Presidents properly wield “emergency” powers not to solve long-standing problems, but only in sudden, unexpected, fast-moving crises, and only until Congress can exercise its lawmaking jurisdiction. Biden, however, announced his loan forgiveness as an act of executive discretion justified by a law written in response to the Iraq War, an emergency that is over — a law repurposed to inflate presidential power during the declared pandemic emergency.

But about a month after Biden announced the forgiveness, he said: “The pandemic is over.” Nevertheless, progressives praise all this. Their praise has temporarily interrupted their professions of alarm about endangered constitutional, rule-of-law and democratic norms.

Michael Tanner argues against the expansion of government welfare for the middle-class.

Juliette Sellgren talks with Darren Staloff about America’s founding.

My intrepid Mercatus Center colleague Veronique de Rugy makes clear that she is pro-market and not pro-“business.” A slice:

Remember the fight between the monks of St. Joseph Abbey in Covington, Louisiana, and the embalmers and funeral directors of that state? The monks wanted to sell unadorned, handmade pine and cypress caskets. Funeral directors and embalmers didn’t like this competition and resorted to using the power of the state licensing board to forbid it. Eight of the nine board members worked in the funeral industry.

Thankfully, the Institute for Justice represented the monks and in 2013 won a victory against the cronies. Unfortunately, many businesses in many industries around the country that are oppressed by licensing boards continue to be victimized without recourse.

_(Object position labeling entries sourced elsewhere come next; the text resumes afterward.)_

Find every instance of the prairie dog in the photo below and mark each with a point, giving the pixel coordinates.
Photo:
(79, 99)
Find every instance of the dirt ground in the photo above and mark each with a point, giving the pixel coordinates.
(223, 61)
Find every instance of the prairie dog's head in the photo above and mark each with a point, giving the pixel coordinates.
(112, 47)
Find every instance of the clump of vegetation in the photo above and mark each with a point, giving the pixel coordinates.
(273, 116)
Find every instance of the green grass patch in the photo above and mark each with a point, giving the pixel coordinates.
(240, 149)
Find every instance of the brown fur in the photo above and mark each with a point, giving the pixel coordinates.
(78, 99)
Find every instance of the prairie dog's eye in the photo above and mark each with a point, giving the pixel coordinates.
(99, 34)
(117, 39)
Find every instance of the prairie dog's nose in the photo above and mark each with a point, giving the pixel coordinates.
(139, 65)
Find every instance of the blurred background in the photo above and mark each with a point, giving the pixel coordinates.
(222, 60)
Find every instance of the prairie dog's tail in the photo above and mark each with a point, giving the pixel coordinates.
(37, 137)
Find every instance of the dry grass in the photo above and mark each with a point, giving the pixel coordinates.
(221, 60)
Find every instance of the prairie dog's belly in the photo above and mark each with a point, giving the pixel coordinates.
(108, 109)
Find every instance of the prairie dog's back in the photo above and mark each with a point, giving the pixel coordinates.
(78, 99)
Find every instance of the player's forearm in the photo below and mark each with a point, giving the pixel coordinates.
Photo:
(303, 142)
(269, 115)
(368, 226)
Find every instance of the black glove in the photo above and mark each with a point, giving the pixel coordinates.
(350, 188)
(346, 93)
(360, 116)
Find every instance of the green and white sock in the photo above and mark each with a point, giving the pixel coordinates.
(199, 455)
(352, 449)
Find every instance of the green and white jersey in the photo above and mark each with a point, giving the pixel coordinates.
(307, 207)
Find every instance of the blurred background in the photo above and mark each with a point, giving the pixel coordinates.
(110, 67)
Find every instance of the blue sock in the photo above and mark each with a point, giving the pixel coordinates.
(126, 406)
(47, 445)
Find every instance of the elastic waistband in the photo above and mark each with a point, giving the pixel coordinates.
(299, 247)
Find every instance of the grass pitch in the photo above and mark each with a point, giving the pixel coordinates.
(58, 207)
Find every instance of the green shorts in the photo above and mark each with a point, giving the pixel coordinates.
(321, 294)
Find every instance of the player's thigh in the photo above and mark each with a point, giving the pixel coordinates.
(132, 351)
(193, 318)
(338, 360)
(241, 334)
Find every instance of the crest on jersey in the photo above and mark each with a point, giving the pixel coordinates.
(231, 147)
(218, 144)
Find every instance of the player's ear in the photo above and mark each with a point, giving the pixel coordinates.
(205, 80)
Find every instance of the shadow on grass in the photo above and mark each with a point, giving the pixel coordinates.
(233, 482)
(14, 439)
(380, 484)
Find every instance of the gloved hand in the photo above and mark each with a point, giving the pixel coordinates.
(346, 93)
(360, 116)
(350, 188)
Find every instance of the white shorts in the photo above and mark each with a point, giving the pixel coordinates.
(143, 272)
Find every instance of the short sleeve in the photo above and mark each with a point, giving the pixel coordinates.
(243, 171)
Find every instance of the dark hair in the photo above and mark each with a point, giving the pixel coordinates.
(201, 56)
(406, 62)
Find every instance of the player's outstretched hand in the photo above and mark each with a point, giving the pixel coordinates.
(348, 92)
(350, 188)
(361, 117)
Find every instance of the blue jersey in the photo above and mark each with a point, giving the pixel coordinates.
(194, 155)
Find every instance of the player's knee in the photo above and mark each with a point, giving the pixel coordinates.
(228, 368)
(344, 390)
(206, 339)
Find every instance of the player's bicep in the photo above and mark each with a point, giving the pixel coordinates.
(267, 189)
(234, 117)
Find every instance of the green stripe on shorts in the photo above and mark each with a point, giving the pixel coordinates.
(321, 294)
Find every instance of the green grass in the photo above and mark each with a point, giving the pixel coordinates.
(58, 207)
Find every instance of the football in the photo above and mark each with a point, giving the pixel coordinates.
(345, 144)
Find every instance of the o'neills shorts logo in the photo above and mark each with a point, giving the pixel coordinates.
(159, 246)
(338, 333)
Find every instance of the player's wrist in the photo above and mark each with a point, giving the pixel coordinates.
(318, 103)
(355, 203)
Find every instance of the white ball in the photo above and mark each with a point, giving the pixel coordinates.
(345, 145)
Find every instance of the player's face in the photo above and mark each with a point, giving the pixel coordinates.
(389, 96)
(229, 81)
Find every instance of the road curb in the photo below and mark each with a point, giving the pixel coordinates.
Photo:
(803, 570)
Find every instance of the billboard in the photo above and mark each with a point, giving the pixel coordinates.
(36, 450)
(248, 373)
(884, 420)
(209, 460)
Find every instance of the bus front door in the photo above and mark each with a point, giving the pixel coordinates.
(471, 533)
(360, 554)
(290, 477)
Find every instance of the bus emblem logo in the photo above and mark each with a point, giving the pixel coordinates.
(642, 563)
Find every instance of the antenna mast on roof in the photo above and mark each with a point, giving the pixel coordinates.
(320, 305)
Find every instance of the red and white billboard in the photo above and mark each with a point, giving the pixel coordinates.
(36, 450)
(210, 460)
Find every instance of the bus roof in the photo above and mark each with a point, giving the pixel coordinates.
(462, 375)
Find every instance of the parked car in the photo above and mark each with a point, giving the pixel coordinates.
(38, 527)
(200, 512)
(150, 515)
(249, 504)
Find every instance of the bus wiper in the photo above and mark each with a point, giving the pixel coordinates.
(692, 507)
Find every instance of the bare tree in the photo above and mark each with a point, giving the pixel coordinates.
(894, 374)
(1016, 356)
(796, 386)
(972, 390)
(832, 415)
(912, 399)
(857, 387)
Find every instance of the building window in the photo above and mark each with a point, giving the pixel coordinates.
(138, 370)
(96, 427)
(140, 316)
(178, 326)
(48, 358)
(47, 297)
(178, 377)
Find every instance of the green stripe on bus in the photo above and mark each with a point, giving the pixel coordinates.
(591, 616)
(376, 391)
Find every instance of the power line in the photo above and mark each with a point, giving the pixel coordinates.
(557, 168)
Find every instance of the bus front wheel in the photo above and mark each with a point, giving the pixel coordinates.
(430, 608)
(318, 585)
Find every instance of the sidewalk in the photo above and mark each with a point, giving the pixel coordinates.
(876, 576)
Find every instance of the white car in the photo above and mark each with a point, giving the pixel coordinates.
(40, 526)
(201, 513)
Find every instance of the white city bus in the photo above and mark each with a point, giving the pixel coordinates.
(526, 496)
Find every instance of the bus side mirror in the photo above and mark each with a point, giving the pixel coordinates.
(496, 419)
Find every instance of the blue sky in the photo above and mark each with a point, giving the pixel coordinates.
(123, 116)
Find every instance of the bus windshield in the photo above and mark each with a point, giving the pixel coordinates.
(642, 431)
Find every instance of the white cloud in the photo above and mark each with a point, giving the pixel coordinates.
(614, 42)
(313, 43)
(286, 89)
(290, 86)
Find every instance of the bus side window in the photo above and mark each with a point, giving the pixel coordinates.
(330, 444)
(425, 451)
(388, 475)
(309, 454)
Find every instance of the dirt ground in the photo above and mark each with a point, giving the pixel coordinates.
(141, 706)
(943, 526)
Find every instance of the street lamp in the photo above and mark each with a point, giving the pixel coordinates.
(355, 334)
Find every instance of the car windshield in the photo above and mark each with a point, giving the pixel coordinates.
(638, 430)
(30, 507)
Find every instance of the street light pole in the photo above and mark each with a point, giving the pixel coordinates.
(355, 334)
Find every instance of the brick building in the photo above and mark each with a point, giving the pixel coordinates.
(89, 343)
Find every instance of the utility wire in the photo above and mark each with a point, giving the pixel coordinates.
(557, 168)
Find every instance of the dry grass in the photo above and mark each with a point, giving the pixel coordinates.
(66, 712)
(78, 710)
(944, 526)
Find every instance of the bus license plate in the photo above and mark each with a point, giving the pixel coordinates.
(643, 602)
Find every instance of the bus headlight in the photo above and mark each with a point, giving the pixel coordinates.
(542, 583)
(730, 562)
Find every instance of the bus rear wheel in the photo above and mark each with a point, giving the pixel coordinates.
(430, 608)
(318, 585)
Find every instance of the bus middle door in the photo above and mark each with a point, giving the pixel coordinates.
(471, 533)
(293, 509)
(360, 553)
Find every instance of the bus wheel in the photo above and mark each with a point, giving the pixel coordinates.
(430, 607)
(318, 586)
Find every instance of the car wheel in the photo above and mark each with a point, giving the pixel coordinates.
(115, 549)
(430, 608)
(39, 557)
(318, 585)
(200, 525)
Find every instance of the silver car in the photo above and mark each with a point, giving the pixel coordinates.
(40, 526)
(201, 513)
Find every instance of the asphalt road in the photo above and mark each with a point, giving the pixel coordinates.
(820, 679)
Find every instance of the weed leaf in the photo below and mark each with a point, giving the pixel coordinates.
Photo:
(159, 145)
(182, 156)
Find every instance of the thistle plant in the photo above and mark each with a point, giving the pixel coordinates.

For all these reasons, I, like many other free market advocates, do not consider myself pro-business. In fact, those who read me regularly know that I would like to get rid of all forms of government handouts, whether that means subsidies, loans or loan guarantees, entry restrictions such as those created by occupational licensing, and protectionist barriers like tariffs.

Australians for science and freedom.”

Ian Williams reports that “China’s lockdown nightmare is far from over.”

Jay Bhattacharya tweets:

Every time someone dismantles a useless plexiglass barrier, an angel gets its wings.